Ultimate China Bookshelf #55: Jack Chen’s A Year in Upper Felicity
Life in a Chinese Village During the Cultural Revolution, published in 1973
Chen is uniquely qualified to write of life in Communist China. — Victor Wilson, El Paso Times
His narrative reveals how few of the joys of life Americans take for granted have been won by the Chinese farmers. Yet he makes a strong case for their betterment beginning with the Great Proletarian Cultural Revolution. — Floyd Logan, The Indianapolis News
Filled with detailed observations on, and about, his (Chen’s) experiences in Chinese communal living. — The Daily Times (Maryland)

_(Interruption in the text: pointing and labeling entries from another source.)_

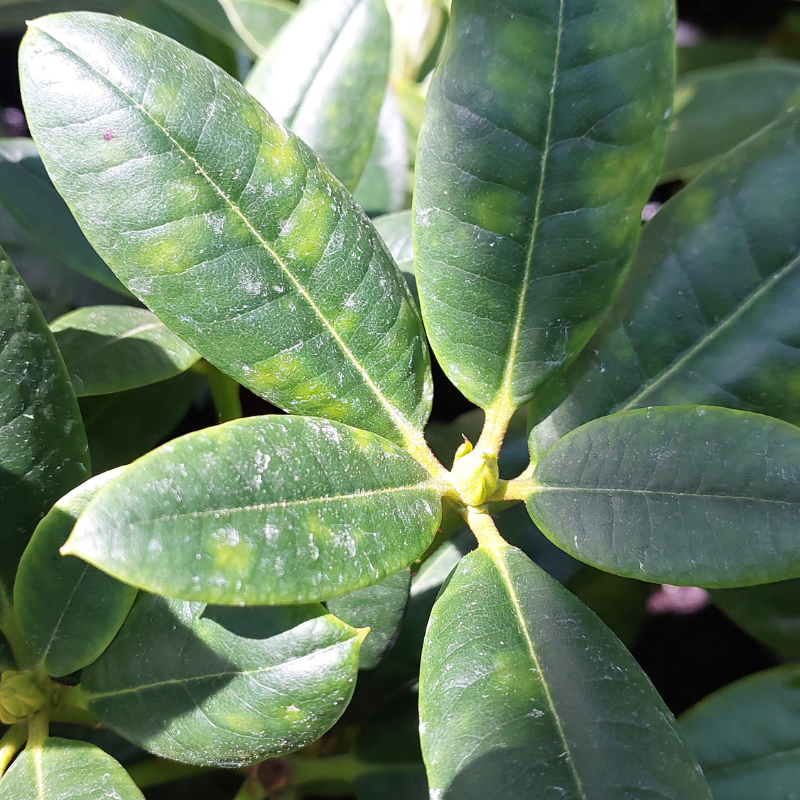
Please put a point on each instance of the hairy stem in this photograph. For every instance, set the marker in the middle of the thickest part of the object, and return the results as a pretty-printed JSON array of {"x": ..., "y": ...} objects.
[{"x": 11, "y": 743}]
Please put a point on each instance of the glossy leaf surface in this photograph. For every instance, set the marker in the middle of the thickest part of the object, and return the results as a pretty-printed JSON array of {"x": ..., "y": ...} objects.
[
  {"x": 543, "y": 137},
  {"x": 258, "y": 21},
  {"x": 28, "y": 195},
  {"x": 68, "y": 611},
  {"x": 769, "y": 613},
  {"x": 396, "y": 232},
  {"x": 383, "y": 184},
  {"x": 378, "y": 607},
  {"x": 308, "y": 309},
  {"x": 524, "y": 693},
  {"x": 63, "y": 769},
  {"x": 123, "y": 426},
  {"x": 224, "y": 686},
  {"x": 687, "y": 495},
  {"x": 43, "y": 450},
  {"x": 715, "y": 109},
  {"x": 262, "y": 510},
  {"x": 324, "y": 77},
  {"x": 708, "y": 313},
  {"x": 115, "y": 348},
  {"x": 747, "y": 737}
]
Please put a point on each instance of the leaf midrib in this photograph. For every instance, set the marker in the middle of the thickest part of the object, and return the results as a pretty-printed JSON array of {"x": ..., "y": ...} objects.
[
  {"x": 504, "y": 396},
  {"x": 709, "y": 337},
  {"x": 213, "y": 676},
  {"x": 362, "y": 495},
  {"x": 407, "y": 431},
  {"x": 543, "y": 489},
  {"x": 498, "y": 558}
]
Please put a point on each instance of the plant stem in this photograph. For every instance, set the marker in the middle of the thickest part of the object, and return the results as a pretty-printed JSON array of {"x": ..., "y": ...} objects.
[
  {"x": 495, "y": 427},
  {"x": 482, "y": 525},
  {"x": 71, "y": 704},
  {"x": 157, "y": 771},
  {"x": 224, "y": 392},
  {"x": 10, "y": 744},
  {"x": 38, "y": 729}
]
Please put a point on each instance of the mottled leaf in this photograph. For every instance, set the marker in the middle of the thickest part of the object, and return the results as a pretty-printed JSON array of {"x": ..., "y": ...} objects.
[
  {"x": 43, "y": 450},
  {"x": 68, "y": 611},
  {"x": 63, "y": 769},
  {"x": 543, "y": 137},
  {"x": 708, "y": 313},
  {"x": 262, "y": 510},
  {"x": 378, "y": 607},
  {"x": 27, "y": 194},
  {"x": 184, "y": 185},
  {"x": 769, "y": 613},
  {"x": 121, "y": 427},
  {"x": 747, "y": 737},
  {"x": 687, "y": 495},
  {"x": 383, "y": 185},
  {"x": 524, "y": 693},
  {"x": 115, "y": 348},
  {"x": 717, "y": 108},
  {"x": 224, "y": 686},
  {"x": 324, "y": 77}
]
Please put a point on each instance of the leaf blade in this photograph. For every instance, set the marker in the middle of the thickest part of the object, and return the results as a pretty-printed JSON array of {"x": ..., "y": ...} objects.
[
  {"x": 506, "y": 175},
  {"x": 295, "y": 665},
  {"x": 61, "y": 769},
  {"x": 534, "y": 654},
  {"x": 43, "y": 449},
  {"x": 324, "y": 77},
  {"x": 111, "y": 349},
  {"x": 706, "y": 313},
  {"x": 68, "y": 611},
  {"x": 689, "y": 495},
  {"x": 269, "y": 510},
  {"x": 277, "y": 254}
]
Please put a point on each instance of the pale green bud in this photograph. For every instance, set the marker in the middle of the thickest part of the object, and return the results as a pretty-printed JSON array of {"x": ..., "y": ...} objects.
[
  {"x": 475, "y": 474},
  {"x": 20, "y": 697}
]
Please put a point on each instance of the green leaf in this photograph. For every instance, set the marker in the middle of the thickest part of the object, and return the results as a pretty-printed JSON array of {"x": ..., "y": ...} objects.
[
  {"x": 14, "y": 14},
  {"x": 747, "y": 736},
  {"x": 115, "y": 348},
  {"x": 211, "y": 17},
  {"x": 380, "y": 608},
  {"x": 717, "y": 108},
  {"x": 382, "y": 188},
  {"x": 224, "y": 686},
  {"x": 63, "y": 769},
  {"x": 687, "y": 495},
  {"x": 543, "y": 137},
  {"x": 163, "y": 18},
  {"x": 123, "y": 426},
  {"x": 308, "y": 308},
  {"x": 262, "y": 510},
  {"x": 524, "y": 693},
  {"x": 324, "y": 77},
  {"x": 43, "y": 450},
  {"x": 396, "y": 232},
  {"x": 258, "y": 21},
  {"x": 68, "y": 611},
  {"x": 28, "y": 195},
  {"x": 769, "y": 613},
  {"x": 708, "y": 313}
]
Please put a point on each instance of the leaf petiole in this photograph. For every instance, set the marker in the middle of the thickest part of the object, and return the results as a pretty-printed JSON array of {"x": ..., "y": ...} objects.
[{"x": 10, "y": 744}]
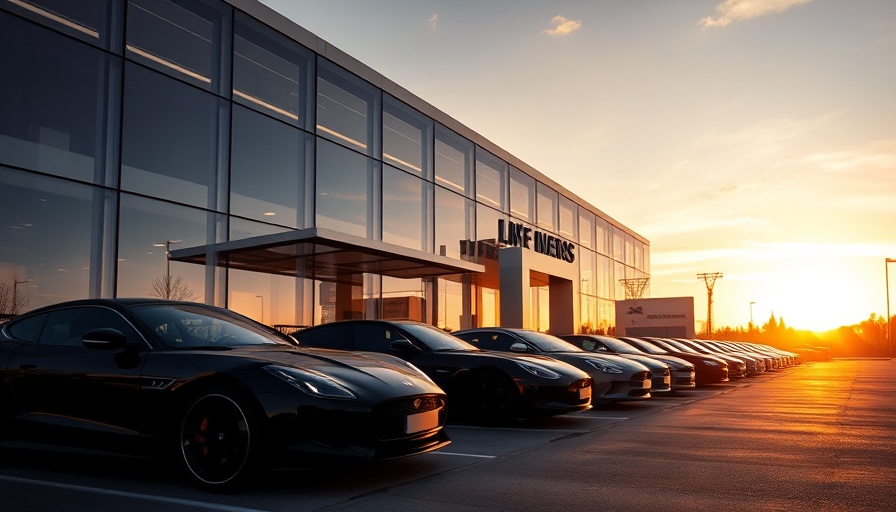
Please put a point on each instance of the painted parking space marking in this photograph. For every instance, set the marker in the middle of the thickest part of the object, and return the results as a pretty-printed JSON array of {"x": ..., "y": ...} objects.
[{"x": 148, "y": 497}]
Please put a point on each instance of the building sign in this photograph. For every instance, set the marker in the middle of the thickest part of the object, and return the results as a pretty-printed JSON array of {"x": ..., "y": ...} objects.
[{"x": 518, "y": 235}]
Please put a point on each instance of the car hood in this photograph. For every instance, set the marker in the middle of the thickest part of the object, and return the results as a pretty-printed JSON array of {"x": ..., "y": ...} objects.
[
  {"x": 357, "y": 370},
  {"x": 484, "y": 357},
  {"x": 625, "y": 364}
]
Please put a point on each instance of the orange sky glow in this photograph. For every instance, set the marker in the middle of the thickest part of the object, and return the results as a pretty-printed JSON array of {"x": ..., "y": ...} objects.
[{"x": 752, "y": 138}]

Because this is a book filled with real village people it is filled with real human interest. It is a book for those who really want to know what it is like to live in 1970s rural China. — Maslyn Williams, The Liverpool Echo
Author Bio:
Jack Chen (1908-1995), alternatively Chen I-Wan and Chen Yifan, was the son of the Chinese Trinidadian lawyer and Republican-era Chinese foreign minister Eugene Chan (Chen Youren) and his French-Creole wife Aisy. Chen was a noted artist and cartoonist who spent time living in China, the UK, and the U.S. Chen lived a somewhat peripatetic early life — educated in London, later at Vhkutemas (the Russian state art and technical school), in Moscow before moving to Wuhan to work as a journalist and cartoonist in the mid-1930s. He was a talented artist, exhibiting cartoons, prints, and drawings in Europe and the U.S. to raise support for China in the War of Resistance against Japan. He served in the British military for part of World War II. In 1949 he returned to China, serving as a consultant to Peking Review and other pro-communist party publications in the 1950s. In addition to A Year in Upper Felicity, Chen wrote several other books, including Folk Arts of New China, The Sinkiang (Xinjiang) Story, and The Chinese of America. He died in Berkeley, California in 1995.